Untuk mengatasi tantangan ini, Juda Agung juga menggarisbawahi kolaborasi kuat antara BI, Otoritas Jasa Keuangan (OJK), dan Kementerian Komunikasi dan Digital (Komdigi) dalam menanggulangi kasus fraud di sektor keuangan digital. Kewaspadaan juga ditingkatkan terhadap dinamika regional; pelarangan judi online oleh pemerintah Filipina berpotensi memicu pergeseran aktivitas ilegal tersebut ke negara-negara tetangga, termasuk Indonesia, sehingga menuntut kehati-hatian ekstra.
Senada dengan pandangan tersebut, Kepala Departemen Pengembangan dan Inovasi Digital BI, Endang Trianti, menjelaskan bahwa modus penipuan kerap beroperasi melalui jaringan. Para penipu (fraudster) memanfaatkan kecepatan jaringan secara optimal. Oleh karena itu, strategi penanggulangannya juga harus berlandaskan pada penguatan dan pemanfaatan jaringan sistem keuangan digital itu sendiri, demi menangkis serangan secara efektif.
Inklusi Keuangan
Di luar peranannya dalam mitigasi fraud, Juda Agung juga memandang AI memiliki potensi luar biasa dalam memperluas akses keuangan bagi masyarakat. Ia menekankan bahwa AI sebaiknya dipahami bukan sebagai pengganti peran manusia, melainkan sebagai asisten cerdas yang sangat responsif dan memahami kebutuhan penggunanya secara mendalam.
Juda merinci lebih lanjut, bahwa teknologi AI mampu mengolah jejak digital transaksi keuangan yang dihasilkan dari pemanfaatan sistem pembayaran digital seperti QRIS. Data yang diolah oleh AI ini kemudian menjadi fondasi bagi alternative credit scoring atau penilaian kredit alternatif. Sebagai contoh, para pelaku UMKM yang aktif menggunakan QRIS secara otomatis menciptakan rekam jejak digital mengenai pemasukan, pengeluaran, tabungan, hingga jumlah pelanggan mereka. Jejak digital inilah yang, dengan bantuan AI, dapat ditransformasi menjadi gerbang akses keuangan, membuka peluang bagi mereka untuk memperoleh pinjaman dari bank atau fintech lending.
Pendekatan inovatif ini, menurut Juda, selaras dengan visi BI dalam mendorong transformasi digital sistem pembayaran dan memperluas inklusi keuangan secara lebih merata.

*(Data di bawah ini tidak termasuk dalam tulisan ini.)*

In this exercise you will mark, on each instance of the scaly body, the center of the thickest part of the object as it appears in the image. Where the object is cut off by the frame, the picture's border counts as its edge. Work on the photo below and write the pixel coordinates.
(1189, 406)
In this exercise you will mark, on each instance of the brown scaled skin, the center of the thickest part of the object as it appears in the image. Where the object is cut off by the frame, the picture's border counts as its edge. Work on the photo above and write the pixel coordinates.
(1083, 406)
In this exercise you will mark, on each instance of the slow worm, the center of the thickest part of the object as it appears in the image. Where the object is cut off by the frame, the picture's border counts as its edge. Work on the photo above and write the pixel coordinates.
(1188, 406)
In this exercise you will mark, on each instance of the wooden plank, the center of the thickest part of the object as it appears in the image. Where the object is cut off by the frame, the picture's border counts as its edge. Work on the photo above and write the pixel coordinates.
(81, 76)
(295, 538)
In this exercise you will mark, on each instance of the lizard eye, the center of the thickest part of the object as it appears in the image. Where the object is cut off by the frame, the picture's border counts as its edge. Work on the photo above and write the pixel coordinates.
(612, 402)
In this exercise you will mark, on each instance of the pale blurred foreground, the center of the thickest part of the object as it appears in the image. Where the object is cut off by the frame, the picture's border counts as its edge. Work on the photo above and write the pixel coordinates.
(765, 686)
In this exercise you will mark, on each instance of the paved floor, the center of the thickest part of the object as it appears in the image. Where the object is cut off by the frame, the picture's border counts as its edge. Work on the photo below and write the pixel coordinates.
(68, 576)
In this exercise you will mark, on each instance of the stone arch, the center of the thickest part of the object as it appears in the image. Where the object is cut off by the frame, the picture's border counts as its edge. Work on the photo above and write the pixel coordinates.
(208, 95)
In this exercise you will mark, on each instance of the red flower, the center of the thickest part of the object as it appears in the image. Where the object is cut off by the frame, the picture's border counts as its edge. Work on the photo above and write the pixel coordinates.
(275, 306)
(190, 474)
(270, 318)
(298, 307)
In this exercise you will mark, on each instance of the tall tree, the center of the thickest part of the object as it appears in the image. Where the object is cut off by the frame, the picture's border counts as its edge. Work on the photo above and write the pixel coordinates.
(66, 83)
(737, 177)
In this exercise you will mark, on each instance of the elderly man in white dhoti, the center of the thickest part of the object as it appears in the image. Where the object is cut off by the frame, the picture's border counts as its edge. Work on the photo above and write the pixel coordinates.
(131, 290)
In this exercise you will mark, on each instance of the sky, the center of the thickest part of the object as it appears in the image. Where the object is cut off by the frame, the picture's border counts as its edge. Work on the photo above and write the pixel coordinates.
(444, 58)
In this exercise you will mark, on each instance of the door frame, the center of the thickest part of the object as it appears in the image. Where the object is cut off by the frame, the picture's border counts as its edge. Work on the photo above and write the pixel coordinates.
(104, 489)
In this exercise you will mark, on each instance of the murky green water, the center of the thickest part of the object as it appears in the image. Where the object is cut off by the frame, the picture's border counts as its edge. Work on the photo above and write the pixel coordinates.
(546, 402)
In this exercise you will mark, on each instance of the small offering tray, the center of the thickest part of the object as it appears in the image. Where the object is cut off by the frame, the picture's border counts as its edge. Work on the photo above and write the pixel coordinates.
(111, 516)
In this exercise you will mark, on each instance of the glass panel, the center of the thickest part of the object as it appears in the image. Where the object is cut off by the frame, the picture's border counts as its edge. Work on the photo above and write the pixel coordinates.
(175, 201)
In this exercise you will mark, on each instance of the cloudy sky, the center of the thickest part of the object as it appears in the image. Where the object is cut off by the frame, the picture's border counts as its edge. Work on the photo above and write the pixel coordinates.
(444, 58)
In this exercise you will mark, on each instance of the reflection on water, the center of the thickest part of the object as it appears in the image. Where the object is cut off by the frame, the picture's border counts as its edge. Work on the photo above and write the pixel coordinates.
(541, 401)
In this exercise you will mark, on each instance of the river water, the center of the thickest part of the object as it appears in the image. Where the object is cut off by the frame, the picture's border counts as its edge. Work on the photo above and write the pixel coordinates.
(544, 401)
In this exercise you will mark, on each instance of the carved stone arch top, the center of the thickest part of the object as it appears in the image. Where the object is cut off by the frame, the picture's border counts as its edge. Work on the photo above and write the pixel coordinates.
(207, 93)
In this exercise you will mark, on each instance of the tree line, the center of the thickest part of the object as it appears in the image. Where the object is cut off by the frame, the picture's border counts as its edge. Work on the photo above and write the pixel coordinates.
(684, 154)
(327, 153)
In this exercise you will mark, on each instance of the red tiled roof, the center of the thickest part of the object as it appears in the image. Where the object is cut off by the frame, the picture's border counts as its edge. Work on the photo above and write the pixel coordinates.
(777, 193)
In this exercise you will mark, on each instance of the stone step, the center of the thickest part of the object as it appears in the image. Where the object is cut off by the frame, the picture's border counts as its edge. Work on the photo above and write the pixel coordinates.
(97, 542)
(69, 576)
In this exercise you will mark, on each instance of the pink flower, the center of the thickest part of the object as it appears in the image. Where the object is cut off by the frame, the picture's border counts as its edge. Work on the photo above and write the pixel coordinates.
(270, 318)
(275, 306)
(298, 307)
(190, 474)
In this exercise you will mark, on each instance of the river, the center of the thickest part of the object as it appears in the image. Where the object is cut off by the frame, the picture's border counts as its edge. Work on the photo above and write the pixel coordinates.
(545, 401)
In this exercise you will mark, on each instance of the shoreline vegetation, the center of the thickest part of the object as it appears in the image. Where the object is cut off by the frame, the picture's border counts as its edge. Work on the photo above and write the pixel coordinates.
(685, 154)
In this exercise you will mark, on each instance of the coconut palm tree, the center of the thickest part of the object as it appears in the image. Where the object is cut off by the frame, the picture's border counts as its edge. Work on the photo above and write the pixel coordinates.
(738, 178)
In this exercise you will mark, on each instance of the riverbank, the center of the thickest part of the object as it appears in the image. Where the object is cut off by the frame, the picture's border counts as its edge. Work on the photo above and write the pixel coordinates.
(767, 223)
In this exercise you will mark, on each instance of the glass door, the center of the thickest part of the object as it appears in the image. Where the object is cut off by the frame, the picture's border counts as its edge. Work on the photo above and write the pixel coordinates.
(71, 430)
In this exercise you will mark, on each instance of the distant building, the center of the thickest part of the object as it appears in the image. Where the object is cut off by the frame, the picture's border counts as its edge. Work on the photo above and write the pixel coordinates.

Ia menegaskan, digitalisasi yang inklusif bukan hanya perihal kecanggihan teknologi atau algoritma paling mutakhir. Yang lebih esensial adalah memastikan bahwa teknologi digitalisasi keuangan benar-benar dapat menyentuh dan meningkatkan kualitas hidup masyarakat yang paling membutuhkan. “Kita memerlukan pergeseran paradigma; bukan hanya high-tech, tetapi juga right-tech, atau teknologi tepat guna yang relevan dan memberikan dampak nyata,” pungkasnya, mengakhiri pemaparannya.